またあの夢を見てしまうかもしれない恐怖が私を震わせた。エムさんを泣かせてしまった、早く早く…エムさんの元へ─
「ワタリ、早く…早くお願いします」
「はいエル」
もどかしさに私は思い切り爪を噛んでいた。
「着きました」
止まった車から私は駆け出し、勢いよく彼女の部屋の扉を開けました。
部屋には何一つの明かりも無く、真っ暗で何も見えません。しかし私には解ります。
「エムさん」
「…エ、ル?」
「お待たせしてしまいすみませんでした」
腕の中は震えていました。
「本当に、エル?」
「はい」
「ほんと…っエる」
あの夢と同じ。
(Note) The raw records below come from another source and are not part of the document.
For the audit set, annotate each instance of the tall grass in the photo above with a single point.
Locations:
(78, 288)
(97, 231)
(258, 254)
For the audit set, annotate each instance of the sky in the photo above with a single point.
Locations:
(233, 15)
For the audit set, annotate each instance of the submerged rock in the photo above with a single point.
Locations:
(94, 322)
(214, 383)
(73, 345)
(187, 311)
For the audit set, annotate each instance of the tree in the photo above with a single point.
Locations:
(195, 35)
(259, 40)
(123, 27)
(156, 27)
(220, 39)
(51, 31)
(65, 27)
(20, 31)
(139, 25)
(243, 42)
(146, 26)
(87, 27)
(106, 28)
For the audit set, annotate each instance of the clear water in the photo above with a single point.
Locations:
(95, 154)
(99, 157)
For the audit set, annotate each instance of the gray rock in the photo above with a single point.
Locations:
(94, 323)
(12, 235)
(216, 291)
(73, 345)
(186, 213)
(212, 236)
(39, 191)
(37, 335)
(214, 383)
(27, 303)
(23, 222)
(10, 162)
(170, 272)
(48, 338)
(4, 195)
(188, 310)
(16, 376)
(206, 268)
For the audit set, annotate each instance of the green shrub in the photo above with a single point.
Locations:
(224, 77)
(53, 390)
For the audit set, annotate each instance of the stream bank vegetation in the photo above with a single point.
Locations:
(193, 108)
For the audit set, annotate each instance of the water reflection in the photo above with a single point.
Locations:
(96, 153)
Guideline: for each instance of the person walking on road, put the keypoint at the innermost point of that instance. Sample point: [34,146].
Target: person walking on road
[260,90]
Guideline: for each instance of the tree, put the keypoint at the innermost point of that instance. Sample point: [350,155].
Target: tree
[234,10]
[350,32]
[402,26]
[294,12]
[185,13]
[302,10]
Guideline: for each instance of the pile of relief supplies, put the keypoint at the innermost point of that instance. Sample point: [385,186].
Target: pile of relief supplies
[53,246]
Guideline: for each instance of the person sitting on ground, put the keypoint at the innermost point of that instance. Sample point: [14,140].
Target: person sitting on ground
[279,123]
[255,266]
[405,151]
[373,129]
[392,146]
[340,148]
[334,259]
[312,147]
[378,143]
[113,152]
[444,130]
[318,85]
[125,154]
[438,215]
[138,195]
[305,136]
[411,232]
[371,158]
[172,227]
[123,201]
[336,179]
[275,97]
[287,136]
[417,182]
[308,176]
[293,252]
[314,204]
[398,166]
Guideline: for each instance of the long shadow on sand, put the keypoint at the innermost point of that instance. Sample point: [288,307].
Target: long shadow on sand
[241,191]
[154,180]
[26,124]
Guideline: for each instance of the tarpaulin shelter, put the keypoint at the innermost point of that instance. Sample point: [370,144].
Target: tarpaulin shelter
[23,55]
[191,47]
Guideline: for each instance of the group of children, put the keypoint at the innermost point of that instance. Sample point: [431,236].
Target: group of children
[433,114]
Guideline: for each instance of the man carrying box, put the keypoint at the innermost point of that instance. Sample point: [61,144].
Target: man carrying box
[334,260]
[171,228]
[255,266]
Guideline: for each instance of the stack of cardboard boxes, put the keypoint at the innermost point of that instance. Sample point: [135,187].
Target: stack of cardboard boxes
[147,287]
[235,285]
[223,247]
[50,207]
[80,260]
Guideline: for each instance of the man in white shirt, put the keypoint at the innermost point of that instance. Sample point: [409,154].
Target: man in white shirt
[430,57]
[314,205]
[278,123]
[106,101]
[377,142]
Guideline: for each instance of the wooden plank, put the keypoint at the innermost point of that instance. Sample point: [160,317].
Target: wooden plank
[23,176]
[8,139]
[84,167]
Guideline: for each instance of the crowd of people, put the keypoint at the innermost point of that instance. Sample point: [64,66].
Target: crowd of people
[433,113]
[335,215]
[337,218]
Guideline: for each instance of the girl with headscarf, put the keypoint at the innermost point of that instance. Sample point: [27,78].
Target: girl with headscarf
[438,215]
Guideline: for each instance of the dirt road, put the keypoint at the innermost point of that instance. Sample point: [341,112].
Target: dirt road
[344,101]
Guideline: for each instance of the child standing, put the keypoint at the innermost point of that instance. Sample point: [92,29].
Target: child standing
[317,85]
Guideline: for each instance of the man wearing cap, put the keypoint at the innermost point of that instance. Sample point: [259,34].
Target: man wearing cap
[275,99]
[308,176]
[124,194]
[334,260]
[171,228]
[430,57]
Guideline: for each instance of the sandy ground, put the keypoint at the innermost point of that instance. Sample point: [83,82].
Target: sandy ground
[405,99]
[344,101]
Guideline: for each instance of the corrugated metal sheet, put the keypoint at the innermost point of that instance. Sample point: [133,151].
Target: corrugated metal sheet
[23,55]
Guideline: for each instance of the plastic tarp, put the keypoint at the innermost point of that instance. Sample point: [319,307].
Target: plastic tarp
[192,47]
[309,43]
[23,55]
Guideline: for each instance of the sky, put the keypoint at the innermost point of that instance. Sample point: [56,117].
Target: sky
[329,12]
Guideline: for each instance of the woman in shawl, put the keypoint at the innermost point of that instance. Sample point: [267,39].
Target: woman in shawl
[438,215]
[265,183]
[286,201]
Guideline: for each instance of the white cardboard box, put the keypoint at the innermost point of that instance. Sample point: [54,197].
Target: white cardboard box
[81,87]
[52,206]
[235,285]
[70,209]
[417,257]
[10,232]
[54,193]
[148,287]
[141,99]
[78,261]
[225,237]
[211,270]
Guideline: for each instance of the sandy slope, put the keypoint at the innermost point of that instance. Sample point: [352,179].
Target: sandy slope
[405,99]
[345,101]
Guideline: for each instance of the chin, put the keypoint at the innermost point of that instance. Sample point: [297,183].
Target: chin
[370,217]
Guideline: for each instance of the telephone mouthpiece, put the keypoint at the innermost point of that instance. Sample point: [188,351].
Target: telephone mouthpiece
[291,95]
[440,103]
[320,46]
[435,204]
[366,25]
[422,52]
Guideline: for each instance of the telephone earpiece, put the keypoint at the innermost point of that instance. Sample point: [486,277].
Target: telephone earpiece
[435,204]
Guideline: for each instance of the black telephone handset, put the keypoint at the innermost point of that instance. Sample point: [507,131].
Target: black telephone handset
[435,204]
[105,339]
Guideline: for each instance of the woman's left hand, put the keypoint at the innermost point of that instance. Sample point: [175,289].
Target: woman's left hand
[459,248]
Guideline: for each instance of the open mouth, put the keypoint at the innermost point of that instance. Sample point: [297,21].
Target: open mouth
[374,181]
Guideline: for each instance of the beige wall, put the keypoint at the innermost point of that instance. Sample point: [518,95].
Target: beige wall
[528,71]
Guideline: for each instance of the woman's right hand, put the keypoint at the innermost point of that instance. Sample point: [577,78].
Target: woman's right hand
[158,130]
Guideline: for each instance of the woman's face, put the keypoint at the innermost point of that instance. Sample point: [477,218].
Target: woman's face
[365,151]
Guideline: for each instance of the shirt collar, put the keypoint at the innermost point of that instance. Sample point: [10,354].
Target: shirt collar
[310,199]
エムさんは私の服と携帯を抱きしめて暗い部屋にいました。
「ずっと一人にしてすみませんでした」
「大丈夫っ…だいじょぶだよ…っ」
「寂しい思いをさせてしまいましたね」
「平気…エル、仕事、は?」
私を見上げるエムさんの顔が見えたわけではありません。
でも確かにあなたの目は私をとらえていました。
「あの時私はエムさんの寂しさに気付いてあげられませんでした」
「エル、あたしは平気よ…だってエルは、世界の切り札だもん」
エムさんの手が私の頬を撫でました。
「…エル泣いて、る…?」
その手をそっと奪い、潤んだその唇に触れました。
「私は探偵であってあなたの恋人です」
「エル…」
だからあなたの涙を拭えないのは何より辛いんです。
「とても恐ろしい夢を見ました」
私はあの時の夢を話しました。
彼女はただ黙って私の手を握って聞いてくれます。
「眠ることが怖くなりました」
「うん」
優しい匂いが私を包みます。
「あたしはエルが好き…エルが世界の為に必要な人だって知ってても、エルが好き…あたしはどこにも行かないから、ずっと待っていられるから。だから」
「エムさん」
「なに?」
「私は世界に協力しなければいけない立場です」
「…うん」
エムさんの声が、曇りました。
「ただ、この身がその犠牲になるまで」
「……エル?」
「あなたの隣で眠らせてください」
どうかあなたの傍で寝かせて。いつかまたあんな恐ろしい夢を見ることが無いように、あなたにあんな思いを二度とさせないように。